Investigating the Detection of Stored Scripting Attacks Using Machine Learning
Abstract
Web applications now play an essential role in our daily lives; through them we can
make bank transfers, purchase products and/or make bookings on the Internet. This
makes them a target for attackers who will attempt to exploit security vulnerabilities
in web applications in order to obtain access to sensitive user information or
gain unauthorized privileges. One of the most common attacks aimed at stealing
user information is Cross-Site Scripting; this is ranked among the top 10 security
vulnerabilities in web applications. Traditional defense systems rely on a signature
database describing known attacks; however, XSS attacks written in JavaScript are
very variable; they do not exist only in a single form. The most common cause of
XSS security vulnerabilities is weakness of verification of the user’s input. This
provides the motivation for finding a method for identifying malicious code, written
in JavaScript, that an attacker attempts to have executed on the server.

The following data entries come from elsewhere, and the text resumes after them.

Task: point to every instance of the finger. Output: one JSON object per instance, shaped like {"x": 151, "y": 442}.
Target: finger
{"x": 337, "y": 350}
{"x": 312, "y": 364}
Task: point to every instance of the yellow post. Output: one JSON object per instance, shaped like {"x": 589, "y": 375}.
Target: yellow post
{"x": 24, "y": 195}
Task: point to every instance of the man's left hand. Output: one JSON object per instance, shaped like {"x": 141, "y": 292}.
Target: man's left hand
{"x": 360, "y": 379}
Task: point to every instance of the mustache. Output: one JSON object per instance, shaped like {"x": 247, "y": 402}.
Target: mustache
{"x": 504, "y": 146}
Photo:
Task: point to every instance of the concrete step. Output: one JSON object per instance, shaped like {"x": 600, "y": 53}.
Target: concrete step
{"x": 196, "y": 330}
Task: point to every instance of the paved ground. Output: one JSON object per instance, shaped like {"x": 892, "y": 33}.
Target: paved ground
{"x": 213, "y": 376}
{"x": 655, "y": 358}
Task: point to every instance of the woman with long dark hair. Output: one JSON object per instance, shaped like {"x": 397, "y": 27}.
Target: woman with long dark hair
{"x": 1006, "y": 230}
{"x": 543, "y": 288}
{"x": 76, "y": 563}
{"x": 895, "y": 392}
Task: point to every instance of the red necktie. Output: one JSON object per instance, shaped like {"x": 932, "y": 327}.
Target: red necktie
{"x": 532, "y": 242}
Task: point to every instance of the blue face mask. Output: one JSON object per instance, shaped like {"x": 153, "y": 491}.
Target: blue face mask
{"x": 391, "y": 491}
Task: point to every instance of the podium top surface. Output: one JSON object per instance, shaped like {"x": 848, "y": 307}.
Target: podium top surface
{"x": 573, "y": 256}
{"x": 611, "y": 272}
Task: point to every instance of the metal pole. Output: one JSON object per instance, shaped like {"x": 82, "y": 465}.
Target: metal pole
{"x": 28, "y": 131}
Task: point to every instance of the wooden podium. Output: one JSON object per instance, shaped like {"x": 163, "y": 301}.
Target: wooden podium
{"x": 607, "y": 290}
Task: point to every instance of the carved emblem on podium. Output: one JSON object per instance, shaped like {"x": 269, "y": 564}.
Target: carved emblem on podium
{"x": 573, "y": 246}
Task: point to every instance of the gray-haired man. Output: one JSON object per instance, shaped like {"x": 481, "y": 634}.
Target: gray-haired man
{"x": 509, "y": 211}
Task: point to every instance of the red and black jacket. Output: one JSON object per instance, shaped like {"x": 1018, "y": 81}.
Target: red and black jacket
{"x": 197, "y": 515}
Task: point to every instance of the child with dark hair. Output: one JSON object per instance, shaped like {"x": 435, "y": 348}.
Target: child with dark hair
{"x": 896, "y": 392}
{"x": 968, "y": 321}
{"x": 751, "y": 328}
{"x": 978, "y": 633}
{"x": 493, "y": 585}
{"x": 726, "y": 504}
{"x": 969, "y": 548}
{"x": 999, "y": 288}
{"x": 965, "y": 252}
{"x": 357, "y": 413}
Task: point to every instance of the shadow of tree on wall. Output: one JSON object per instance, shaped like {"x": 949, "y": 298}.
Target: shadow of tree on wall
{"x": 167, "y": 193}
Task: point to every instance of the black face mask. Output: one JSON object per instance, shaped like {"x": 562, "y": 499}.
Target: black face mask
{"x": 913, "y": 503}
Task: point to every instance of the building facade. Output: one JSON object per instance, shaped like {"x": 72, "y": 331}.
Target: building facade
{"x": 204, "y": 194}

Machine learning has contributed to the security of web applications. Several
studies have been conducted in relation to Intrusion Detecting Systems (IDS) which
detect and prevent attacks against web applications. Cross-Site Scripting is one of
the attacks that has been studied employing a number of methods: for example,
using features to identify obfuscated scripts or using JavaScript keywords, evaluating
machine learning algorithms in term of detecting attacks against web applications
such as random forest, and SVM. These studies have achieved highly accurate results
by using machine learning to detect XSS attacks. They often attained better results
than dynamic and static analysis in terms of acting as a protection layer for web
applications.
This present study will demonstrate the use of machine learning methods, incorporated
into a web application at the user input validation stage - prior to the
request being passed to the application server. Classifiers will be used to prevent
persistent or stored XSS attacks, which are caused by malicious code injections
via an input point in the web application. This study relies on supervised machine
learning and the application of Boolean feature sets, in order to achieve ease and
speed of classification. Furthermore, this study examined the use of such methods on two other types of injection attacks: SQL-i and LDAP. Cascading classifiers and
ensemble techniques were used to reduce complexity while maintaining accuracy
and speed. To understand how a decision is made in the classifier, an approximate
Boolean function is extracted; this is done based on the techniques which have been
employed to extract rules from black box classifiers.